演 目
酔っ払いと椅子と宇宙人と
観劇日時/07.6.20
劇団名/Theater・ラグ・203
公演回数/Wednesday Theater Vol.17
作・演出/村松幹男
音楽/今井大蛇丸 
音響オペレーター/吉田志帆
照明オペレーター/柳川友希
宣伝美術/久保田さゆり
劇場/ラグリグラ劇場

何度も観たくなる舞台

 いつも思うことだが、何度も観てみたいと思える芝居はそうたくさんあるものではない。『シアター・ラグ』の芝居にはそう思える芝居が多い。
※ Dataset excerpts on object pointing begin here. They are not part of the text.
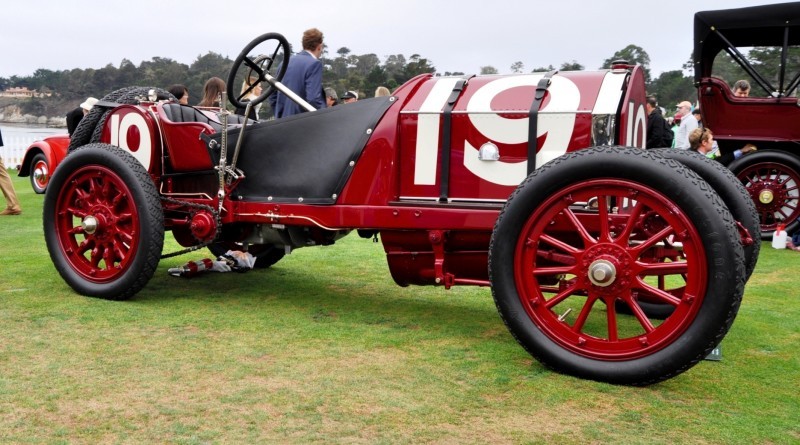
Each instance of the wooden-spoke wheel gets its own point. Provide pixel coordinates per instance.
(589, 232)
(103, 222)
(772, 179)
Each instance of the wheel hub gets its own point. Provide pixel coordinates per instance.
(602, 273)
(90, 224)
(607, 267)
(766, 196)
(40, 174)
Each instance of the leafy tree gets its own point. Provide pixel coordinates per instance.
(672, 87)
(571, 66)
(543, 69)
(634, 55)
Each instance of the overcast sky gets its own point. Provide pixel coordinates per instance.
(453, 36)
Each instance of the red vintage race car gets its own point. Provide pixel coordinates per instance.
(41, 158)
(760, 45)
(606, 261)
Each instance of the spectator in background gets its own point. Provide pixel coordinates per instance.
(180, 92)
(255, 91)
(12, 203)
(676, 125)
(741, 88)
(331, 98)
(702, 141)
(658, 132)
(699, 117)
(74, 117)
(688, 124)
(212, 92)
(303, 76)
(349, 97)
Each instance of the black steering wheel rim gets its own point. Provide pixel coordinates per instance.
(259, 66)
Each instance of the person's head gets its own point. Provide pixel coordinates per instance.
(88, 104)
(331, 97)
(701, 140)
(741, 88)
(684, 108)
(650, 104)
(180, 92)
(255, 91)
(211, 92)
(696, 114)
(350, 96)
(312, 41)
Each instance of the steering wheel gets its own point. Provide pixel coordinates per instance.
(270, 62)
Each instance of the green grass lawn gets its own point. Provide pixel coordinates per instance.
(324, 348)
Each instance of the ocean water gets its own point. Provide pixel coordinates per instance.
(17, 138)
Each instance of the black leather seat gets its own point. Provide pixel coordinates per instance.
(185, 113)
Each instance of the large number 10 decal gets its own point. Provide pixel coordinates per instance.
(558, 123)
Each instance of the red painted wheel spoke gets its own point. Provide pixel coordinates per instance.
(661, 269)
(660, 294)
(650, 242)
(587, 238)
(580, 322)
(636, 212)
(611, 320)
(561, 296)
(602, 213)
(559, 244)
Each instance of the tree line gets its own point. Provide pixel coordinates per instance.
(344, 71)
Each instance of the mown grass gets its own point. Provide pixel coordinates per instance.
(325, 348)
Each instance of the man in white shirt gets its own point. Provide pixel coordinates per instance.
(688, 123)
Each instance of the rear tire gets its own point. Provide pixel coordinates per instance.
(549, 256)
(103, 222)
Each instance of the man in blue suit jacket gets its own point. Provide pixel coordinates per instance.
(303, 76)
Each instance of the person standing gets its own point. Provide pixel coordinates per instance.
(74, 117)
(331, 98)
(688, 124)
(349, 97)
(303, 76)
(659, 135)
(702, 140)
(180, 92)
(12, 203)
(741, 88)
(212, 92)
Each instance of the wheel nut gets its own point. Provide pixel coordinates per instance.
(602, 273)
(89, 224)
(766, 196)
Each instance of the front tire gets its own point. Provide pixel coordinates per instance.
(103, 222)
(558, 266)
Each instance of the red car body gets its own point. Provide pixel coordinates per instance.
(41, 158)
(768, 116)
(524, 173)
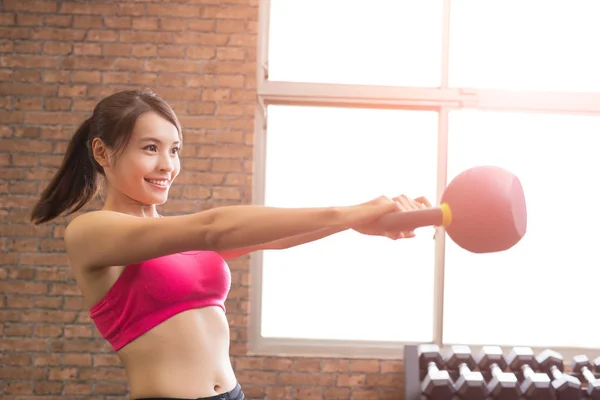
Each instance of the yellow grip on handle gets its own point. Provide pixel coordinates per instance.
(446, 214)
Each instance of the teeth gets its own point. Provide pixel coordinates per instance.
(162, 182)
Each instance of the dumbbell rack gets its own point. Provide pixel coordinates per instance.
(415, 374)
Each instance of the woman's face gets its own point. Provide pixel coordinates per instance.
(145, 170)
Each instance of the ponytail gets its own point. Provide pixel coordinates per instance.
(75, 183)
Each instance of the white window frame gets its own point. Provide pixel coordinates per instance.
(442, 100)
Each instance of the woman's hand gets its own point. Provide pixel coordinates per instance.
(402, 203)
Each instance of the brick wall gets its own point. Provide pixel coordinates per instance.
(57, 59)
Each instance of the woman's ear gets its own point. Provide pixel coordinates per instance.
(100, 153)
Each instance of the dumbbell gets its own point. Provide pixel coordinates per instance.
(582, 365)
(483, 210)
(470, 385)
(437, 384)
(535, 385)
(503, 385)
(566, 387)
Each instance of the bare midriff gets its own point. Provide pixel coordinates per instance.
(186, 356)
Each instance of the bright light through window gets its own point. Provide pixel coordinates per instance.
(349, 286)
(525, 45)
(538, 292)
(374, 42)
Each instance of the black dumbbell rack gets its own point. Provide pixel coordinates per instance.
(414, 376)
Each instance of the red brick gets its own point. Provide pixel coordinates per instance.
(62, 21)
(173, 10)
(30, 20)
(31, 6)
(117, 22)
(88, 8)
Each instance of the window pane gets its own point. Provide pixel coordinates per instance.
(379, 42)
(349, 286)
(526, 295)
(525, 45)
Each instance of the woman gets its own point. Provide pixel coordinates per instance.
(156, 286)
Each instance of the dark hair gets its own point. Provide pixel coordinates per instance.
(77, 180)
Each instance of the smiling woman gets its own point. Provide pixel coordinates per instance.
(156, 287)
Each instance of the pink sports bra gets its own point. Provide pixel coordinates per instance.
(152, 291)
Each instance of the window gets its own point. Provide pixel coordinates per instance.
(401, 96)
(323, 156)
(515, 296)
(525, 45)
(346, 42)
もちろんすべてがそうだとは限らないのだが、やはり多い。
 この『酔っ払いと椅子と宇宙人と』も、そういう舞台だ。戯曲はもちろん演出も初演と別に変わっている訳ではない。
 例えば祭壇のシーンで、粗末な木製の椅子の背もたれの木枠の間から遺影として自分の顔を出すのが、哀愁の中に一瞬ユーモラスな情景を醸し出して思わず笑ってしまったが、前回にはそんなに印象がなかったので、終演後に聞いてみたところ、前回までは、別の場面でもそういう箇所が幾つかあったので、肝心の場面の印象が薄かったのかもしれません、ということであって、その程度の演出の変化はあるのであろうが、基本的には変わっていないのに魅力は落ちない。
 一つには戯曲の完成度が高いのだが、演技者の力量による影響も大きい。この集団の大勢の演技者達が、それぞれ一定の力を持って居るのがよくわかる。
 前回まで、この酔っ払いの冴えないサラリーマンは自虐感と不満感が強く、その妄想という感じが強かったのだが、今回はそれに諦めのような哀愁感が強く感じられた。だからラストで妻の存在に癒されるシーンが印象的になる。前回は妻の方に主導権があったような印象で微かにニュアンスが違うようだった。
 そして、これもいつも思うのだが、観客の少ないことだ。宣伝の力不足ということだそうだが、じつに勿体ない。
 この劇団は紐付きになることを潔癖に嫌うので、事はそう簡単ではないだろうが、僕には札幌で金を払って芝居を見たいという知り合いが少ないので、あまり力になれないのが残念だ。